Yes, you can circumvent these restrictions, but not as a business.

[–] grue@lemmy.world 17 points 1 year ago* (last edited 1 year ago)

Windows 11 requires a lot of hardware that older machines simply don’t have, most notably TPM.

In other words, despite fanbois' attempts to claim that Microsoft has long since reformed, it's still trying to slowly tighten the noose on being able to install other OSs (and by extension, the ability to perform general-purpose computing without corporate overlord approval as a whole).

[–] LedgeDrop@lemm.ee 16 points 1 year ago

Microsoft creates thousands of tons of ewaste for no reason...

Of course there's a reason, you said it yourself: TPM.

With TPM, Software will be able to cryptographically verify that the OS and Hardware are all unmodified. This'll be an end to piracy and end to unauthorized modifications to your PC ("We've detected that you've installed an Ad Blocker, please remove it before accessing your banking website")

This won't happen overnight, but the forced hardware upgrade is all about control (Microsoft over you) and creating a walled garden to drive profits (like Apple).
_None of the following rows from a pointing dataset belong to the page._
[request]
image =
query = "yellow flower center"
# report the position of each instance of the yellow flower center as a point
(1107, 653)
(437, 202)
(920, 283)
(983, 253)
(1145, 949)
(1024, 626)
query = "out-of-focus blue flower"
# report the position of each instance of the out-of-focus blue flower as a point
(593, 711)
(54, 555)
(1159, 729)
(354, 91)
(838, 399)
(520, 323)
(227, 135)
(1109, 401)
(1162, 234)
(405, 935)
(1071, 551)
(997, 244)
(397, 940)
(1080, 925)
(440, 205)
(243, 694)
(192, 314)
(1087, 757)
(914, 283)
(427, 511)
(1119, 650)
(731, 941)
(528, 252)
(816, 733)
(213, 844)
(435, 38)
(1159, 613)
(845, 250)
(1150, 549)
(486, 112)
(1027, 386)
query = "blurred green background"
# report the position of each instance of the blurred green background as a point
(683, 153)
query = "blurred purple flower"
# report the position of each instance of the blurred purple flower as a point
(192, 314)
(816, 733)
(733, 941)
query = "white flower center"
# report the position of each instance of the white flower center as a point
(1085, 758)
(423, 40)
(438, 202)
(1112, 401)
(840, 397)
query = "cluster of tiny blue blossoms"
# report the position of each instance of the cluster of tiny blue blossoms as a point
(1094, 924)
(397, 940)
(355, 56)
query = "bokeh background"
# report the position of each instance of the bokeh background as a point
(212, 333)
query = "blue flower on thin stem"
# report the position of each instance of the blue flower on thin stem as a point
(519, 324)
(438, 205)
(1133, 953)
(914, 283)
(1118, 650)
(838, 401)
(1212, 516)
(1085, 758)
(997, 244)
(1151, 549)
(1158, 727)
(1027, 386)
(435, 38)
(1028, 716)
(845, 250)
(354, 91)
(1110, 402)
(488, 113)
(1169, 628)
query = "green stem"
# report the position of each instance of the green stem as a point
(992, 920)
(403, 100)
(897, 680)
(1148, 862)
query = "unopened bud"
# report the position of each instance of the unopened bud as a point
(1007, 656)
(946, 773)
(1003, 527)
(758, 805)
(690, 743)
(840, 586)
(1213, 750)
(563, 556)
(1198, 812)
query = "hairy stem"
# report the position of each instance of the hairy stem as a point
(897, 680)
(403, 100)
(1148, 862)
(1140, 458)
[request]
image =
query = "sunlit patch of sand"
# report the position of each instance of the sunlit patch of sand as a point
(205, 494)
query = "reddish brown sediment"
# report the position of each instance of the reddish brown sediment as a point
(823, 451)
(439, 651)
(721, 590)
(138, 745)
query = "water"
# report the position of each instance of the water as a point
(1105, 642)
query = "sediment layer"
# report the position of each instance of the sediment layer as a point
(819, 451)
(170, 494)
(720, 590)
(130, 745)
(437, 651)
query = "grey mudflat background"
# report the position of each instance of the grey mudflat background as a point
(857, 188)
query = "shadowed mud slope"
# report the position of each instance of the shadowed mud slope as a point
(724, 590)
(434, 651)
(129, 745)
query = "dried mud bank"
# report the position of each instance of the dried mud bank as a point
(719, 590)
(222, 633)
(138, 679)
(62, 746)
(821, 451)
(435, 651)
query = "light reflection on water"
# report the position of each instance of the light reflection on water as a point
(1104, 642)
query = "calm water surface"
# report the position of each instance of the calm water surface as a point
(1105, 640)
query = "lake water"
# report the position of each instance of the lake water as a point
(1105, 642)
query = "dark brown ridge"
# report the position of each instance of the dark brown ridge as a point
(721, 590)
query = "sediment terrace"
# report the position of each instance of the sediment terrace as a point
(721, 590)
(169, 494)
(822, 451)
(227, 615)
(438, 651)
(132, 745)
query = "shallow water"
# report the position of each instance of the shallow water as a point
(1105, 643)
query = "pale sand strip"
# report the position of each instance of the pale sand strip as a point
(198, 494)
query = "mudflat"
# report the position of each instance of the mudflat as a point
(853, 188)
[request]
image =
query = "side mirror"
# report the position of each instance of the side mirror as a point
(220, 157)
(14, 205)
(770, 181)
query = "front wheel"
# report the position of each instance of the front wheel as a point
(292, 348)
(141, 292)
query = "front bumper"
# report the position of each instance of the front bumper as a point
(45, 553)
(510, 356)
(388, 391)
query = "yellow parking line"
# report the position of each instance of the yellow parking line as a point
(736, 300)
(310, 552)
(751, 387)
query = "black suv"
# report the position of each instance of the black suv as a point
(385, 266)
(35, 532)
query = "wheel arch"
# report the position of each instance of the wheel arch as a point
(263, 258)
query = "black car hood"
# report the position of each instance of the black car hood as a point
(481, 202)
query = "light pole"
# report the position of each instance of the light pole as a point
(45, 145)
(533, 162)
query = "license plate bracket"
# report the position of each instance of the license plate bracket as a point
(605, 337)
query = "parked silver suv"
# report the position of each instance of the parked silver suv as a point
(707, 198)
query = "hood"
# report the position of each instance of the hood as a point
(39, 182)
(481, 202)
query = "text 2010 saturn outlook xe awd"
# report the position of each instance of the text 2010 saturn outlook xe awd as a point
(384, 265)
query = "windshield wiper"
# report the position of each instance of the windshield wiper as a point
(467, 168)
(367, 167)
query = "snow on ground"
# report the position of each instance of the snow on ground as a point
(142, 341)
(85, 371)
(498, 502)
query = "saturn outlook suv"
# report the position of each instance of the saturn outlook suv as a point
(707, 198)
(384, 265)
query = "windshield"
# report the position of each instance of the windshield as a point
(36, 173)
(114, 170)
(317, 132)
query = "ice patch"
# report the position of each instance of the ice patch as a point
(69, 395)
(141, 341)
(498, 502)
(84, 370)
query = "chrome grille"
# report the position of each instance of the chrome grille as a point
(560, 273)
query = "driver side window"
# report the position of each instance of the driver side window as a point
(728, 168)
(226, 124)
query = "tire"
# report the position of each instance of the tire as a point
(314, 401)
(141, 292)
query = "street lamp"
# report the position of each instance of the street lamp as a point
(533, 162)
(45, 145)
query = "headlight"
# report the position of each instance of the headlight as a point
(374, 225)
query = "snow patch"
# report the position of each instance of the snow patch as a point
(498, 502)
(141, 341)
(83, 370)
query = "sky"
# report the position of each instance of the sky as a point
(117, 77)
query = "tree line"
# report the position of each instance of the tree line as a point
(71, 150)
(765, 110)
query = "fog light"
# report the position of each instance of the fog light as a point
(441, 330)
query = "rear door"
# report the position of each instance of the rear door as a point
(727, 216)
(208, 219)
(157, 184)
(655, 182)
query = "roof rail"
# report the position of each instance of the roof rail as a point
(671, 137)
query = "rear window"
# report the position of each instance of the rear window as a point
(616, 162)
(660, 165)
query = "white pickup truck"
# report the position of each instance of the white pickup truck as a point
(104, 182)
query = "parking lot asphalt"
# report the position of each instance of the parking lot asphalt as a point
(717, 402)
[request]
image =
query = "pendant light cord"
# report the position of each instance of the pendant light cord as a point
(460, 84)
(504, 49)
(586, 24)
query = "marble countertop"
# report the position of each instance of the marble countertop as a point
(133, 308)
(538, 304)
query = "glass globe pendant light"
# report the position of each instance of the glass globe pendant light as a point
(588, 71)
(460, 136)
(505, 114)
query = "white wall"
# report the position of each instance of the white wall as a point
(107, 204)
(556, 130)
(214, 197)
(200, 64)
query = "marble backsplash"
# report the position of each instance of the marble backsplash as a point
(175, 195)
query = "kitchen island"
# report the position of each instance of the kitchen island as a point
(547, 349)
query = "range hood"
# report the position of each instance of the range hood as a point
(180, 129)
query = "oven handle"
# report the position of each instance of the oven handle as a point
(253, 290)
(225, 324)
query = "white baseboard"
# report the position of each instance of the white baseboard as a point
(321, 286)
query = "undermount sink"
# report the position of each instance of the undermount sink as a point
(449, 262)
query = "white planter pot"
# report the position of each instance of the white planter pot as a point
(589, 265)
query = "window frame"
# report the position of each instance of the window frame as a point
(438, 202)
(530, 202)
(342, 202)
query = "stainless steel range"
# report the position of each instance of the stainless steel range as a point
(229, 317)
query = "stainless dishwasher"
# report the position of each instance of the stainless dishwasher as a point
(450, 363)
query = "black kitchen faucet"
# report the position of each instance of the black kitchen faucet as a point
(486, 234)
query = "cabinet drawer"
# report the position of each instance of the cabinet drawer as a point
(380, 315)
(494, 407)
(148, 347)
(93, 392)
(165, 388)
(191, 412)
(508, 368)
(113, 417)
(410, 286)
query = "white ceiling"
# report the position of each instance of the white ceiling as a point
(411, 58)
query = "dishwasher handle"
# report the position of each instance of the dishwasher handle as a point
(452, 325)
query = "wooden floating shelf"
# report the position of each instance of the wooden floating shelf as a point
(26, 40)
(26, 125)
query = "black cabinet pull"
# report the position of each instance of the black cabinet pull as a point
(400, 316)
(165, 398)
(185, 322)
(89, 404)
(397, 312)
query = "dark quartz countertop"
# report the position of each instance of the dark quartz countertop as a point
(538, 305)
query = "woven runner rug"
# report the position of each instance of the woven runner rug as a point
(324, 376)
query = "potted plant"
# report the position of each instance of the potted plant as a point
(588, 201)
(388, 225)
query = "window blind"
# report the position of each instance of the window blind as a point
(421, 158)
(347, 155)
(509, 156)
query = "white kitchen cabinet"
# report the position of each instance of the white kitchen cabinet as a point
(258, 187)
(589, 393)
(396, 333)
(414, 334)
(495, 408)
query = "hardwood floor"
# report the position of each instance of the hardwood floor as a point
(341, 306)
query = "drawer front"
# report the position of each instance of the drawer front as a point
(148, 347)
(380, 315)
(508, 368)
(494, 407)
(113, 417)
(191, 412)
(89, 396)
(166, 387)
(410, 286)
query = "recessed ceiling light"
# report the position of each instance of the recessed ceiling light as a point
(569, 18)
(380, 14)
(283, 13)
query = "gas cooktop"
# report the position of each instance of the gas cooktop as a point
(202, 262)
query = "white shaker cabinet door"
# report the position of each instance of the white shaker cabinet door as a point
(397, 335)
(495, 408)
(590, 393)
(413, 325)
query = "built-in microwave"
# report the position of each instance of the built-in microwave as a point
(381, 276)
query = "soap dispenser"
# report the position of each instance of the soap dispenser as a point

You can take a look at Android's attestation and how it prevents running your banking apps on a rooted cellphone as an example of things to come.

[–] p5f20w18k@lemmy.world 7 points 1 year ago

Windows 10 was never meant to be the last version, one guy said it and somehow it stuck. It was never the plan though.

[–] esc27@lemmy.world -1 points 1 year ago (1 children)

Do they even make business class computers without TPM chips anymore? To my knowledge it has been a standard feature for years.

[–] agressivelyPassive@feddit.de 2 points 1 year ago

a) it's not only about business class machines b) There are still millions of computer that are perfectly capable of running Windows 11, except an artificial requirement called TPM. My 2014 Haswell machine (that I'm typing this comment on) is not "modern", but can be used for 99% of "non-gaming" tasks just fine. But it can't run Win 11. I personally run Linux anyway, but you can't require that.